Can Banks Leverage Big Data Analytics to Reduce NPAs?
By: Rajesh Shewani, Head - Technology and Solution Architecture, Teradata India.
Non-performing assets (NPA) are one of the biggest challenges facing the global banking system and, particularly, Indian banks. While Public sector banks have displayed excellent performance and have beaten the performance of private sector banks in financial operations, they are facing increasing levels of non-performing assets, year on year. On the contrary, the NPAs of private sector banks have shown a decline. The Reserve Bank of India’s ‘Financial Stability Report; the 15th biannual edition of which was released in June this year portends that Indian banks’ health will worsen. The report warns that the banking system’s gross bad loan ratio will rise to 10.2% of the total loan book in March 2018 from 9.6% in March 2017. For public sector banks, the gross bad loan ratio could rise to 14.2% by March 2018, from 11.4% now as per the report. Between December 2014 and May 2017, the non-performing assests of India’s listed banks increased from 4.3 lakh crores to 7.11 lakh crores.
Just to put that into context, this is double the total allocation for the defense forces made in the 2016 union budget (Rs. 3,40,922 crore) and almost 10 times the allocated for education (Rs 72,394 crore). For these large banking institutions, a significant portion of NPAs are the unpaid loans of large and listed blue-chip enterprises in the capital intensive sectors like steel, power, aviation, telecom and infrastructure who borrowed bullishly when times were good without anticipating or provisioning for subsequent downturns.
‘Too big to fail’
With the central bank, investors and policy makers baying for blood, bankers clearly have their backs to the wall. The causes of the current crisis resemble those of many previous ones: banks lent too much and too easily, skipping or over-looking adequate due-diligence and relying on questionable collateral (as was seen in the case of loans given to Kingfisher Airlines). As everyone will tell you, a bank’s collapse has a domino effect – affecting both the financial system, and the economy. The resulting outrage and chaos then has regulators stepping in to protect not just the bank’s small depositors but also its creditors (and consequently its shareholders) from losses they would otherwise face. More so in the case of banks that are seen as “too big to fail”. While this kind of protection may address the immediate problem, it rarely addresses the root cause issues.
Technology to the rescue!While central bank mandarins and regulators will debate this at the policy level and put in additional strictures for banks to follow, the question is if banks can better leverage technology such as advanced data analytical solutions and platforms to understand and manage risk better.It is important to approach tackling this issue in a phased manner by prioritizing on a select few capabilities initially such as external data acquisition for credit assessment models, early warning framework and collateral management for credit monitoring, soft landing and care programs for default management and centralized recovery and collection.

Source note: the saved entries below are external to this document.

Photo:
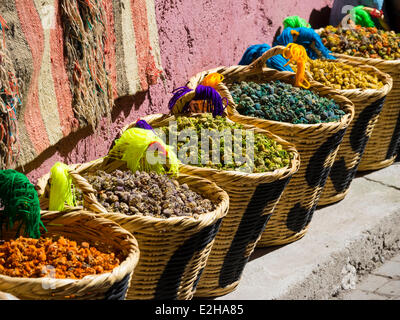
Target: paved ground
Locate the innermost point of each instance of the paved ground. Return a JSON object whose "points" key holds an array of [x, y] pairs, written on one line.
{"points": [[382, 284], [345, 242]]}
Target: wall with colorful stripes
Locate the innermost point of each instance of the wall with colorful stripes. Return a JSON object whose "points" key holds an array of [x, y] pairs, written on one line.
{"points": [[191, 36]]}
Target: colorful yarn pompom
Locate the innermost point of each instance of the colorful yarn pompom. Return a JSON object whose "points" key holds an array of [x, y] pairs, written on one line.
{"points": [[133, 146], [212, 80], [143, 124], [297, 53], [211, 99], [255, 51], [20, 203], [362, 17], [306, 37], [295, 22]]}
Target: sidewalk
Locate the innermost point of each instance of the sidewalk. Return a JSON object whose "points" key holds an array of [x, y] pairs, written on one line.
{"points": [[382, 284], [345, 242]]}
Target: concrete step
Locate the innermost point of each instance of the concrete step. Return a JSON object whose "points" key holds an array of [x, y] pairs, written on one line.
{"points": [[344, 240]]}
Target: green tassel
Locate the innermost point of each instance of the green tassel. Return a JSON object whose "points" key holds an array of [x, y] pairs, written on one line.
{"points": [[362, 17], [20, 203], [295, 22]]}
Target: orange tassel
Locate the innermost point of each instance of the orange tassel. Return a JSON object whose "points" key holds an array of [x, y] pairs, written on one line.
{"points": [[297, 53]]}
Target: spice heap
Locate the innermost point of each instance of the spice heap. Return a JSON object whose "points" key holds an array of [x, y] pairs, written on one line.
{"points": [[268, 154], [341, 76], [283, 102], [149, 194], [61, 259], [362, 42]]}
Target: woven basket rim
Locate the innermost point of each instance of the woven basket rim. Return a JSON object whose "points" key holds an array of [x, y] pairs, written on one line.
{"points": [[285, 171], [117, 274], [392, 63], [156, 223], [258, 67], [377, 93]]}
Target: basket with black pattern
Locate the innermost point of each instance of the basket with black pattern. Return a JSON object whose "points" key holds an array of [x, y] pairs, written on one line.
{"points": [[173, 251], [317, 145], [368, 104], [384, 144], [80, 226], [252, 199]]}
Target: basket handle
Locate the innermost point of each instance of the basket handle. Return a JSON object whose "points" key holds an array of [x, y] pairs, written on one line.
{"points": [[259, 63]]}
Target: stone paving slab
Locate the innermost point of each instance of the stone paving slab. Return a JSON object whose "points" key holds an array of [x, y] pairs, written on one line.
{"points": [[310, 267], [381, 284], [373, 283], [389, 269], [391, 288], [362, 295], [389, 176]]}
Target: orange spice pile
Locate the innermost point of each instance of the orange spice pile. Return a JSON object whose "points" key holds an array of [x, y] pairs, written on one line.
{"points": [[45, 257]]}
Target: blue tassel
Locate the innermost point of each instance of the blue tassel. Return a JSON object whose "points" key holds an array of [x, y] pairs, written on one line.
{"points": [[305, 38]]}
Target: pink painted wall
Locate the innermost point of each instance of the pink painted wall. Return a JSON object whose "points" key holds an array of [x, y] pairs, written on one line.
{"points": [[194, 36]]}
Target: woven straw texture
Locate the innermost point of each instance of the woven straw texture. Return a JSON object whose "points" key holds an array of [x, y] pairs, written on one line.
{"points": [[80, 225], [317, 145], [367, 107], [174, 251], [383, 145], [252, 198]]}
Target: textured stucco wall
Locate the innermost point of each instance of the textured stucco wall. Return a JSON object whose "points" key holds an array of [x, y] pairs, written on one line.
{"points": [[194, 36]]}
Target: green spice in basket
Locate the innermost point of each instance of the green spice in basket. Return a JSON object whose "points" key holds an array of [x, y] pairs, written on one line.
{"points": [[362, 42], [280, 101], [268, 154]]}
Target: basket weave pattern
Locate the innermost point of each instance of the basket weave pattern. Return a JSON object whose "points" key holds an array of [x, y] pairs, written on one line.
{"points": [[252, 201], [381, 150], [174, 251], [367, 106], [384, 143], [317, 145], [80, 225]]}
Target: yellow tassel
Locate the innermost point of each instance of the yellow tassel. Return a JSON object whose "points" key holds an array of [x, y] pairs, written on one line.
{"points": [[135, 146], [297, 53], [61, 187]]}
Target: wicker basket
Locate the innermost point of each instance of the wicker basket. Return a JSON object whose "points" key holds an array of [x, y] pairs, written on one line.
{"points": [[367, 106], [316, 143], [383, 145], [80, 225], [173, 251], [252, 200]]}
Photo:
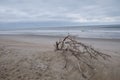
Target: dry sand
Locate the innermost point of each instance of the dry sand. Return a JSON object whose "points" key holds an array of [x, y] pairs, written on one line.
{"points": [[34, 58]]}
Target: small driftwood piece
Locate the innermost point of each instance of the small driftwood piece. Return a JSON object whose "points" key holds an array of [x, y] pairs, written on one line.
{"points": [[83, 53]]}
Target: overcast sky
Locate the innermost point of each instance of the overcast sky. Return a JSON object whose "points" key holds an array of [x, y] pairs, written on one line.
{"points": [[70, 11]]}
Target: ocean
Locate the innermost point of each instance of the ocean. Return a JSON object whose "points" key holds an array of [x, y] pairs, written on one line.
{"points": [[101, 31]]}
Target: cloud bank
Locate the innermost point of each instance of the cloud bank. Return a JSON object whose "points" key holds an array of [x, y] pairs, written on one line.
{"points": [[73, 11]]}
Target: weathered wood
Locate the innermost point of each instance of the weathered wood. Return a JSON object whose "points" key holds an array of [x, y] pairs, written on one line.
{"points": [[80, 51]]}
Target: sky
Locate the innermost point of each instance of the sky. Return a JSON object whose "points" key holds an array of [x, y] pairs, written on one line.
{"points": [[59, 12]]}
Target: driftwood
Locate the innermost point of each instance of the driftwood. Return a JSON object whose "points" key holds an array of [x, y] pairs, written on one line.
{"points": [[83, 53]]}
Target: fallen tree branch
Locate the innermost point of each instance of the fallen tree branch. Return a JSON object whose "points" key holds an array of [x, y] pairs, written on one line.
{"points": [[83, 53]]}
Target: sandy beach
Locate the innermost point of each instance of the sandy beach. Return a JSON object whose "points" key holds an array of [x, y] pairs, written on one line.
{"points": [[33, 58]]}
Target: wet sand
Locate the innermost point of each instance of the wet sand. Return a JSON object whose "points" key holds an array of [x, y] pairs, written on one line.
{"points": [[28, 57]]}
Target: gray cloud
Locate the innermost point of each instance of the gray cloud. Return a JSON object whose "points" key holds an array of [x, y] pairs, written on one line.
{"points": [[80, 11]]}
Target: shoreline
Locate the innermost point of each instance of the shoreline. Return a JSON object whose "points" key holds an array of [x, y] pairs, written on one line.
{"points": [[33, 57]]}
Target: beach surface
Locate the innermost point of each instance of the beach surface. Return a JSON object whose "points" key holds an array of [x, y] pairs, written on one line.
{"points": [[29, 57]]}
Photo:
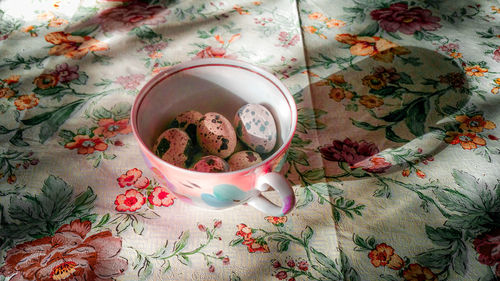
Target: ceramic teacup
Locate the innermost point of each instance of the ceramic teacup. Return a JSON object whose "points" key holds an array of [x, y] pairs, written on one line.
{"points": [[223, 86]]}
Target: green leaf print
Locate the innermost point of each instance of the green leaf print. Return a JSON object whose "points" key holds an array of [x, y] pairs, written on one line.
{"points": [[41, 215], [417, 114]]}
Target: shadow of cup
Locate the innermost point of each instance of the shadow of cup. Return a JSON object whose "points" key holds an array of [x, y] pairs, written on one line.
{"points": [[387, 114]]}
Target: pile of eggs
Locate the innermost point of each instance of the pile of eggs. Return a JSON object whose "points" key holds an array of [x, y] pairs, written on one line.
{"points": [[211, 143]]}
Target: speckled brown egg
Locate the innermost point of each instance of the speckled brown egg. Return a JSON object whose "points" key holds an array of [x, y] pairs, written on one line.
{"points": [[256, 128], [216, 135], [175, 147], [187, 121], [243, 159], [211, 164]]}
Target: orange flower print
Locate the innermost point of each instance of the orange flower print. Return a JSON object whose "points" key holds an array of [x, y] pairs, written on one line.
{"points": [[31, 30], [334, 23], [467, 140], [12, 79], [69, 254], [109, 127], [371, 101], [240, 10], [365, 46], [131, 201], [310, 29], [45, 81], [420, 174], [26, 102], [475, 70], [244, 231], [374, 82], [73, 47], [416, 272], [161, 197], [406, 173], [133, 177], [6, 93], [86, 144], [337, 94], [317, 16], [381, 255], [55, 22], [474, 124], [279, 221]]}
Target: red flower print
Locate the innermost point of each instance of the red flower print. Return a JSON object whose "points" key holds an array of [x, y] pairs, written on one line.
{"points": [[416, 272], [26, 102], [161, 197], [217, 223], [129, 178], [399, 18], [109, 127], [467, 140], [202, 227], [254, 246], [384, 255], [73, 47], [68, 253], [210, 52], [281, 275], [487, 245], [86, 144], [133, 14], [131, 201], [348, 151], [244, 231], [142, 183], [276, 220], [303, 265], [374, 164]]}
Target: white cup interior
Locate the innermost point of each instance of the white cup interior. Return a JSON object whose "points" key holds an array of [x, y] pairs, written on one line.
{"points": [[211, 88]]}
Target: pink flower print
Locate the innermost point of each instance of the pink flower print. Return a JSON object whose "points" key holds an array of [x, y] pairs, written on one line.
{"points": [[129, 178], [130, 82], [496, 55], [66, 73], [161, 197], [287, 40], [399, 18], [131, 201], [210, 52]]}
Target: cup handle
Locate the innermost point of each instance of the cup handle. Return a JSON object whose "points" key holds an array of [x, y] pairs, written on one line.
{"points": [[285, 190]]}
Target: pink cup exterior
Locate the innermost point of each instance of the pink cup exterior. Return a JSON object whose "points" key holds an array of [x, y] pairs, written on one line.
{"points": [[190, 186]]}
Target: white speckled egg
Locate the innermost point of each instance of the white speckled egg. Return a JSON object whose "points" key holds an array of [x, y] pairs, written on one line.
{"points": [[216, 135], [211, 164], [174, 146], [255, 127], [243, 159], [187, 121]]}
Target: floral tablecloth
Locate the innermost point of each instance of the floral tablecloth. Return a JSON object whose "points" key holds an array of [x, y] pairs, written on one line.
{"points": [[395, 162]]}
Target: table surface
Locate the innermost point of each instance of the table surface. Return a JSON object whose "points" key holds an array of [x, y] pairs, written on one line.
{"points": [[394, 162]]}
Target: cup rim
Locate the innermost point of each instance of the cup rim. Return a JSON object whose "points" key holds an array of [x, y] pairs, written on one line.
{"points": [[204, 63]]}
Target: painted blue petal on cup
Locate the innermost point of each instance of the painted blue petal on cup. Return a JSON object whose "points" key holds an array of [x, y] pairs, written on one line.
{"points": [[225, 195]]}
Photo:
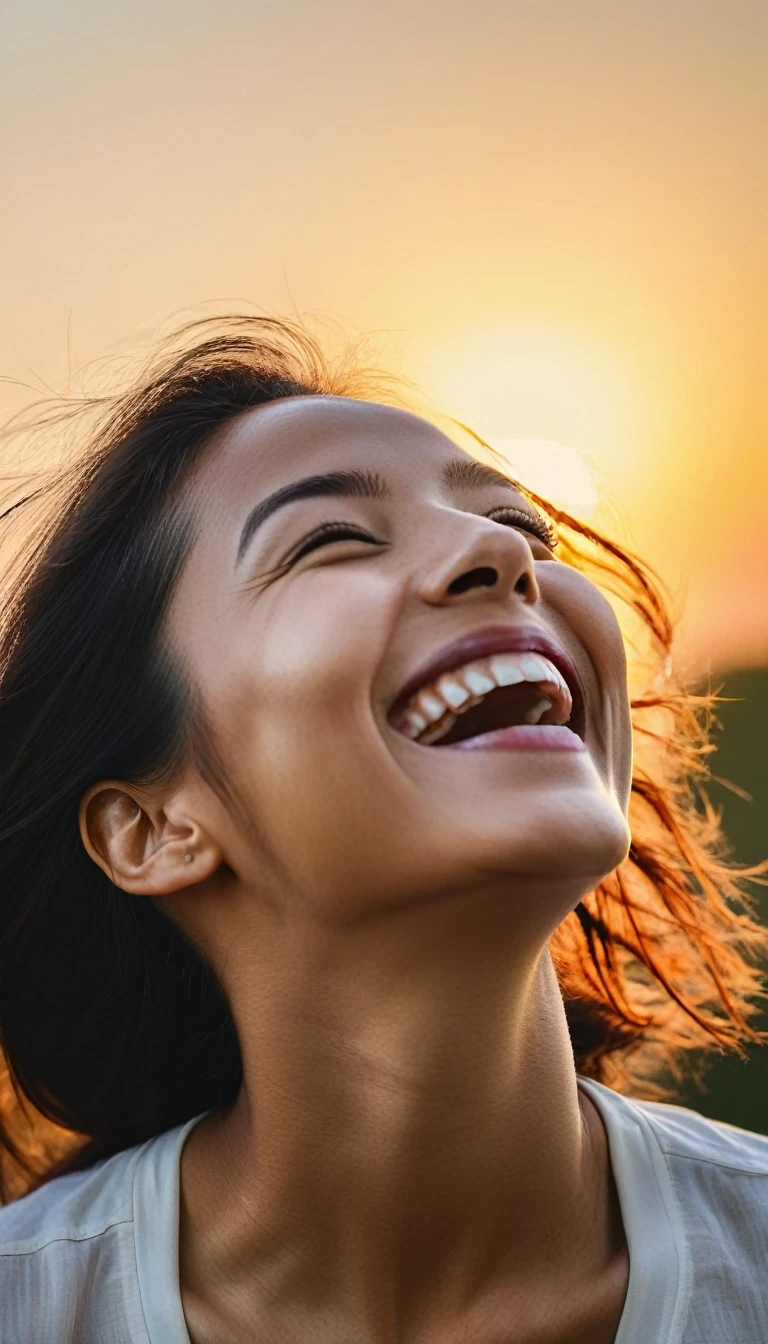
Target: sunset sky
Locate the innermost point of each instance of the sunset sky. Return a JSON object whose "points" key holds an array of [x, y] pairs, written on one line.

Implementing an early warning solution (EWS) can help substantially reduce banks’ NPAs. Teradata provides soltuions which have systematic approach that combines a bank’s existing and new data sources within a strong analytical framework, and helps banks develop a custom approach that is specific to their portfolio needs.
Data Analytics – Reducing the risk of NPAs
Advances in data storage and processing systems in banks makes it easier today to employ data analytics techniques to manage NPAs and drive revenue. Banks can benefit from solutions that unearth early warning signs of NPAs and also analyse patterns in historical data of customers during the credit appraisal process. Banks can also use data and analytics to ensure responsible lending. While credit bureau data can play a crucial role in customer management practices, decision analytics help banks and NBFCs undertake effective risk management measures and provide better customer service. With changing market conditions, a robust monitoring system would allow the bank to align its exposure in line with its risk strategy, enabling it to monitor slippages and indicate low asset quality on the loan book leading to credit and reputational risks for the banks. With an effective EWS, a Bank can have a definite process to govern credit monitoring, ensuring a standardised bank-wide approach to detect and escalate EWS. It can have an effective knowledge management system to retain the organisation’s learning of each type of customer. Free up relationship manager to make him or her capable to handle more responsibilities at the ground level and achieve better compliance to regulatory requirements and audits.